School at Cardiff University

The Cardiff School of Journalism, Media and Culture (JOMEC) (Ysgol Newyddiaduriaeth, y Cyfryngau ac Astudiaethau Diwylliannol, Caerdydd) is Cardiff University's school for training in media. It is one of the journalism schools whose main universities are part of the Russell Group. It was founded as the Cardiff Journalism School in 1970 by Sir Tom Hopkinson and is the longest established postgraduate centre of journalism education in Europe. The school is considered one of the best training centres for journalists and is often described as the "Oxbridge of journalism".

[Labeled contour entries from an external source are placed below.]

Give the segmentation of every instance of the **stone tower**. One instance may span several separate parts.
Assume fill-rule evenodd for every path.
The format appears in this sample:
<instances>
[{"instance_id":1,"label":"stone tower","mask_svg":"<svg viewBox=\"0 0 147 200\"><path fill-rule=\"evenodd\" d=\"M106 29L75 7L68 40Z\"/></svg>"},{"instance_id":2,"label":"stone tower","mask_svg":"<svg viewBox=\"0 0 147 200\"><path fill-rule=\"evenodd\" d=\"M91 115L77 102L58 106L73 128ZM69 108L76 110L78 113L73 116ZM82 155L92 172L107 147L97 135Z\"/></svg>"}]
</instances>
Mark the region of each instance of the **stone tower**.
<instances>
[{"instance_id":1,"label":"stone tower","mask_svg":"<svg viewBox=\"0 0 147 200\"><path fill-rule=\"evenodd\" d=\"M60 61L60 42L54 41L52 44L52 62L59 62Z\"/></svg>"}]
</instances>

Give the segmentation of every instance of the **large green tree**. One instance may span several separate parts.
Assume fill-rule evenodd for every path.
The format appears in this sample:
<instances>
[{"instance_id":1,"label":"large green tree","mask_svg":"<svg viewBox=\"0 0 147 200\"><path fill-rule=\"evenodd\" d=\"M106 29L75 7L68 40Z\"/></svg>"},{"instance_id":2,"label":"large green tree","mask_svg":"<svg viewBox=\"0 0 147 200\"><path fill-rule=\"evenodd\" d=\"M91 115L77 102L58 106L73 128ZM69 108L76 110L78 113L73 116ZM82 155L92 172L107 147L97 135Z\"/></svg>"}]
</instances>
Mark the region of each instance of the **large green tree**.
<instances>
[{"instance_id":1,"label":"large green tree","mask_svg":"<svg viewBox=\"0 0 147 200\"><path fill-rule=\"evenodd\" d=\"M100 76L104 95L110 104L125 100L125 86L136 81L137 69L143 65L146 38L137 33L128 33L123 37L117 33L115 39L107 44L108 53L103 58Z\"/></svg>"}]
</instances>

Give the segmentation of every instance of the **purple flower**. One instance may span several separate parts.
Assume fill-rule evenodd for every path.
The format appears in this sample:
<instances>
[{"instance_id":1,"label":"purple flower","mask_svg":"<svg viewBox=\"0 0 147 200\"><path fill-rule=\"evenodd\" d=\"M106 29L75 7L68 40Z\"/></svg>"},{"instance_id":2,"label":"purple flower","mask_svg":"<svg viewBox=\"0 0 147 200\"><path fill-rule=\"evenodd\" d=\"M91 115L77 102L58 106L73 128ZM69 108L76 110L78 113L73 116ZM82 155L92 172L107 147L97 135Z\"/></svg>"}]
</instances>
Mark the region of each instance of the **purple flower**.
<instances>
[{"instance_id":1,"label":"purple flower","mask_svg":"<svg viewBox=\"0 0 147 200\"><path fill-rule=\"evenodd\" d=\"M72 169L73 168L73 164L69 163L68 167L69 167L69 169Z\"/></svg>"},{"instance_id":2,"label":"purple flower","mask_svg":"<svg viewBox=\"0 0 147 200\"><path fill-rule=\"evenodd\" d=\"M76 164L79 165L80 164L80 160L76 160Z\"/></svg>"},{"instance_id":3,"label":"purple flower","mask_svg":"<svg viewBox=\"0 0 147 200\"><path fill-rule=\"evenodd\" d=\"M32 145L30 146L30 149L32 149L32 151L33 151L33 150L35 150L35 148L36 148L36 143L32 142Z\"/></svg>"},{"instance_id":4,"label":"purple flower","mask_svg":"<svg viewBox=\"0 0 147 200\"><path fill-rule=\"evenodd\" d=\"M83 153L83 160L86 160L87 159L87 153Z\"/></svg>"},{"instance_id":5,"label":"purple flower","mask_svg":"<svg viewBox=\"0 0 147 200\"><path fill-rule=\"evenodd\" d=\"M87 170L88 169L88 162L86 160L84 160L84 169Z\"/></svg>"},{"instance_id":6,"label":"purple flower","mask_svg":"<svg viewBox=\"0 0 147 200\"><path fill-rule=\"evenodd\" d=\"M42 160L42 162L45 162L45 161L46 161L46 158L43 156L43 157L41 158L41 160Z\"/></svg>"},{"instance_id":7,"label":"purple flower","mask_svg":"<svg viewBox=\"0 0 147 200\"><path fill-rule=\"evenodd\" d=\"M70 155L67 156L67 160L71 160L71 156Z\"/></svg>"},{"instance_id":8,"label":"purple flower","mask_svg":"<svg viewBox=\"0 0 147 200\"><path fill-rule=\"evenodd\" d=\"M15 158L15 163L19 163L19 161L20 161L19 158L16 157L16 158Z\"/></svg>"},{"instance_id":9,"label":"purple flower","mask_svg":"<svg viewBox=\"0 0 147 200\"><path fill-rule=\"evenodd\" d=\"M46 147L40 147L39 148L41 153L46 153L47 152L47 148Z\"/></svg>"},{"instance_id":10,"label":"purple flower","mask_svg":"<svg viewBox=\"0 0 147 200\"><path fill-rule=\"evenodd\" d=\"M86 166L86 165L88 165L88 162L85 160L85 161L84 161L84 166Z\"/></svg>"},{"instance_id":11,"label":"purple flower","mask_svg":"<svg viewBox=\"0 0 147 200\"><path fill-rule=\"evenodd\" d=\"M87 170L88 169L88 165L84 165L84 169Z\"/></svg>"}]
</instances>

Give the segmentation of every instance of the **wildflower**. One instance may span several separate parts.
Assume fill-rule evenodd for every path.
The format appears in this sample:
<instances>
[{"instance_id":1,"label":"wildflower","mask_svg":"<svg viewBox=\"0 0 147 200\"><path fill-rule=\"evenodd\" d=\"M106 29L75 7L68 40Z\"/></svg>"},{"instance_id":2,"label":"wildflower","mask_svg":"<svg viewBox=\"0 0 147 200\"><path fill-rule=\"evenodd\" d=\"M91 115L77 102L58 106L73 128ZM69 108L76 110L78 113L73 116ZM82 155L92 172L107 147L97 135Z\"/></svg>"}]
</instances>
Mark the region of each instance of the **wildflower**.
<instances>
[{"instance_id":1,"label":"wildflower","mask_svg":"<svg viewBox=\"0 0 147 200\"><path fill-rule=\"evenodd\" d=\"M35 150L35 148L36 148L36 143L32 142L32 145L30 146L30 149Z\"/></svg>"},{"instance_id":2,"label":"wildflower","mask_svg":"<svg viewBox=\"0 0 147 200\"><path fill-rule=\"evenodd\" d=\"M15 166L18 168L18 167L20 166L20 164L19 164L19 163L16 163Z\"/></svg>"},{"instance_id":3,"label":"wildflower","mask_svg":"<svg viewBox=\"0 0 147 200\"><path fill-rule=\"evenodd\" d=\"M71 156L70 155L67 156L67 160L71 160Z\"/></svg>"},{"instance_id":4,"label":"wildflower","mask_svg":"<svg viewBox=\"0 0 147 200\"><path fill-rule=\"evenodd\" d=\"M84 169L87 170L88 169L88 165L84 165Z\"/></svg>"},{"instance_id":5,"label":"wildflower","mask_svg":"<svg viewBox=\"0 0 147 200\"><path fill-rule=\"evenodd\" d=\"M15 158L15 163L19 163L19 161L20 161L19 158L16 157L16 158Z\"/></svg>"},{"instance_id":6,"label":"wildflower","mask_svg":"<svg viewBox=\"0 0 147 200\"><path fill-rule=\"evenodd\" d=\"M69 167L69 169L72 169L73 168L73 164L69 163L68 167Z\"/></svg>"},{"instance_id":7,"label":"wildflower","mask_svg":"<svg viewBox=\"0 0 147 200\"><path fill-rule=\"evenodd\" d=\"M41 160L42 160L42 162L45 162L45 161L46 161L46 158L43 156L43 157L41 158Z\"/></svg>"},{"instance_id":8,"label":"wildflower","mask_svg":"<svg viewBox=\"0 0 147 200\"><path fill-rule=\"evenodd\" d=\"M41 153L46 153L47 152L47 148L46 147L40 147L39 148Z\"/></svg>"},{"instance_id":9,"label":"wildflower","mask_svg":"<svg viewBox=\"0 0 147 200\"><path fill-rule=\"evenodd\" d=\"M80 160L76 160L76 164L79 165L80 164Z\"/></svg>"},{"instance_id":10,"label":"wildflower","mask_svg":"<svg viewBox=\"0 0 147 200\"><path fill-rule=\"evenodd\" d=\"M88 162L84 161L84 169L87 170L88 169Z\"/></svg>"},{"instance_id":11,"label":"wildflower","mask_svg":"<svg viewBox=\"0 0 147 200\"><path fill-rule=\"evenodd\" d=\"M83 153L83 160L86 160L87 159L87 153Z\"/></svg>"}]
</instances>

The school is based in a state-of-the-art building in Central Square, having moved from Cathays Park in September 2018. The head of the school is Dr Matt Walsh, and the former director of the Centre of Journalism Studies was Professor Richard Sambrook, former director of BBC World Service and Global News.

The school is also home to Cardiff University's Centre for Community Journalism (C4CJ) which developed the world's first Massive Open Online Course (MOOC) on community journalism. The centre now also oversees the Independent Community News Network (ICNN), the UK's only representative body for community and hyperlocal publishers.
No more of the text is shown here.